ICTSI: Georgian Ports Should Improve Services, Connectivity to Remain Key Transit Corridor
Since 2014, Georgia has been experiencing a decline in container throughput due to economic weakness and the re-emergence of Iran. In order to maintain the country’s position as a key transit corridor for the Caucasus, Georgian ports would have to improve their services and connectivity to the hinterland.
This was the message of Jacob Gulmann, Middle East and Africa Business Development Director of International Container Terminal Services (ICTSI) Europe, during his presentation at the 6th Black Sea Ports and Shipping held from May 18 to 19 in Adjara, Georgia. The annual transport event was co-hosted by Batumi International Container Terminal (BICT) and the Batumi Sea Port Ltd. (BSPL).
According to Gulmann, Georgia’s role as a logistics corridor to the Caucasus and Central Asia region is facing a growing threat from the ports in Iran and West Asia.
“The emergence of Iran and other West Asian ports prompted (BICT) to take action and expand for us to be able to compete and be at par with the best ports in the world,” Gulmann said.

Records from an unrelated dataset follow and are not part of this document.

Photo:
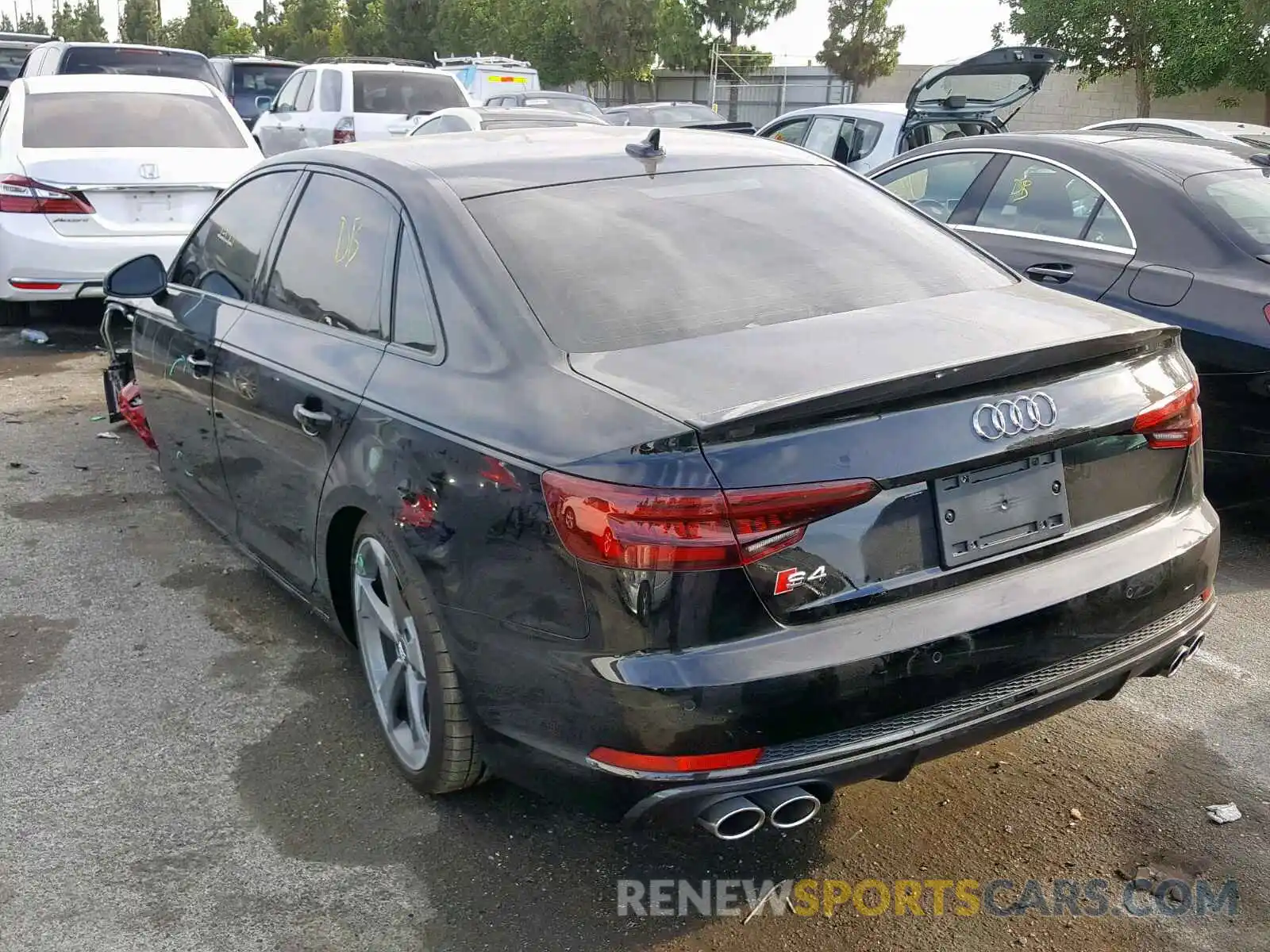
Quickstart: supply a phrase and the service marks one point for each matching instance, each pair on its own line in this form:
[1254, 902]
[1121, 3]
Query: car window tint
[224, 254]
[404, 92]
[305, 94]
[791, 131]
[935, 184]
[135, 120]
[1038, 198]
[634, 262]
[1109, 228]
[332, 260]
[332, 90]
[412, 302]
[823, 135]
[286, 98]
[1237, 202]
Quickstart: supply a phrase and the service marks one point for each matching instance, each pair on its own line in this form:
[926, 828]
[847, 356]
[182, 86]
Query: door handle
[311, 422]
[1058, 273]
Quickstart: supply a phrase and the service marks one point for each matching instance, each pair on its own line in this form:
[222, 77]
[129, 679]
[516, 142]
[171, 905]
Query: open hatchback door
[982, 86]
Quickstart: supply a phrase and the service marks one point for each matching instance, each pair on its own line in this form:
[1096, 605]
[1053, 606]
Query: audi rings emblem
[1009, 418]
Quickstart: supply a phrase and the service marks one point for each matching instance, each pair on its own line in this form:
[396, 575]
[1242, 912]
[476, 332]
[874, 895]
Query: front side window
[305, 94]
[224, 254]
[1038, 198]
[823, 135]
[330, 267]
[632, 262]
[937, 184]
[118, 120]
[793, 132]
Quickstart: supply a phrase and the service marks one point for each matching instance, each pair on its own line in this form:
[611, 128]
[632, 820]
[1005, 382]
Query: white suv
[349, 99]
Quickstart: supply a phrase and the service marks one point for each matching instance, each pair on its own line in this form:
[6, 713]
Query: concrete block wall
[1064, 105]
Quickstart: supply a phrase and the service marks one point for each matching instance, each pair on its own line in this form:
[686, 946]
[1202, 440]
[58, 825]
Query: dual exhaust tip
[737, 818]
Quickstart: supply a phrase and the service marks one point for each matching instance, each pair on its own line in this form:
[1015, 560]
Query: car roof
[501, 112]
[116, 83]
[483, 163]
[1172, 156]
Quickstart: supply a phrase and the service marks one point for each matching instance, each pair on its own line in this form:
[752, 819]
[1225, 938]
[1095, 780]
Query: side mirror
[141, 277]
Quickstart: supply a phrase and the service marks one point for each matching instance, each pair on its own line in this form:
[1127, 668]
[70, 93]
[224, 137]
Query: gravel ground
[188, 762]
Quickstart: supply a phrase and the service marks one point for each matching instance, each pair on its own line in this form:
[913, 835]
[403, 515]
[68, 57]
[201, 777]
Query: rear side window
[406, 93]
[332, 90]
[111, 120]
[137, 61]
[224, 254]
[937, 184]
[336, 257]
[1237, 202]
[635, 262]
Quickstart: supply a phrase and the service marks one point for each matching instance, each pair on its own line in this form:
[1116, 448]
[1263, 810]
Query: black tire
[452, 761]
[14, 314]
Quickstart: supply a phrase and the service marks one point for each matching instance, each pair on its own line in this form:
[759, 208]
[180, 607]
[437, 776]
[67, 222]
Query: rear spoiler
[743, 127]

“We fully support the Georgian government’s initiatives to ensure that the country’s ports remain globally competitive,” he pointed out.
Part of ICTSI, BICT has a current annual capacity of 150,000 TEUs. To expand, BICT looks to increase its annual capacity to 200,000 TEUs by adding another 100 metric-ton capacity mobile harbor crane, doubling the number of reach stackers to eight, increasing its empty handlers to four and deepening its controlling depth to 12 meters.